All the comparison operators in Ord have the type Ord a => a -> a -> Bool, so you can only ever compare two values of the same type.

Why is it that in the interpreter I can compare any real to any int:

4 > 4.5 
False

You're not. You are comparing two Doubles. Integer literals are overloaded in Haskell, so 4 can have any Num type depending on the context.

> :t 4
4 :: Num a => a

The same is true for decimal literals, which can be any Fractional type.

> :t 4.5
4.5 :: Fractional a => a

Based on these constraints, and the fact that the two sides should have the same type, it defaults both sides to Double.

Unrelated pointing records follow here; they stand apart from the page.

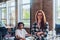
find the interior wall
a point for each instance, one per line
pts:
(46, 6)
(48, 9)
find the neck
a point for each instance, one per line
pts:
(39, 21)
(20, 29)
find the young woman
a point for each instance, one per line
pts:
(39, 26)
(21, 32)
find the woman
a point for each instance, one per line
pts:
(39, 26)
(21, 32)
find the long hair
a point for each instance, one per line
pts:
(43, 20)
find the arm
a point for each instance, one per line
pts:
(17, 37)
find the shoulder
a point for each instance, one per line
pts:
(23, 29)
(46, 24)
(17, 30)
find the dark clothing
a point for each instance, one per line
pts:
(35, 29)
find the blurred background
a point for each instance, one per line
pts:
(14, 11)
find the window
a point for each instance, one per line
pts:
(57, 11)
(7, 10)
(25, 12)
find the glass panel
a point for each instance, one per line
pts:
(26, 1)
(4, 13)
(12, 16)
(11, 3)
(26, 11)
(26, 15)
(57, 13)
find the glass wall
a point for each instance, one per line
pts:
(7, 11)
(24, 13)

> :set -fwarn-type-defaults
> 4 > 4.5

<interactive>:6:5: Warning:
    Defaulting the following constraint(s) to type `Double'
      (Fractional a0)
        arising from the literal `4.5' at <interactive>:6:5-7
      (Num a0) arising from the literal `4' at <interactive>:6:1
      (Ord a0) arising from a use of `>' at <interactive>:6:3
    In the second argument of `(>)', namely `4.5'
    In the expression: 4 > 4.5
    In an equation for `it': it = 4 > 4.5

<interactive>:6:5: Warning:
    Defaulting the following constraint(s) to type `Double'
      (Fractional a0)
        arising from the literal `4.5' at <interactive>:6:5-7
      (Num a0) arising from the literal `4' at <interactive>:6:1
      (Ord a0) arising from a use of `>' at <interactive>:6:3
    In the second argument of `(>)', namely `4.5'
    In the expression: 4 > 4.5
    In an equation for `it': it = 4 > 4.5

Answer 4

The type

comp :: (Num a) => Int -> a -> Bool

states that comp can work on an Int and any numeric type, i.e., a numeric type chosen by who calls this function. Since the caller can choose a complex type, it is impossible to implement comp in a meaningful way.

The type

comp :: (Ord a) => Int -> a -> Bool

states that comp can work on an Int and any ordered type, i.e., an ordered type chosen by who calls this function. Since the caller can choose String, or (Int,Int), it is impossible to implement comp in a meaningful way.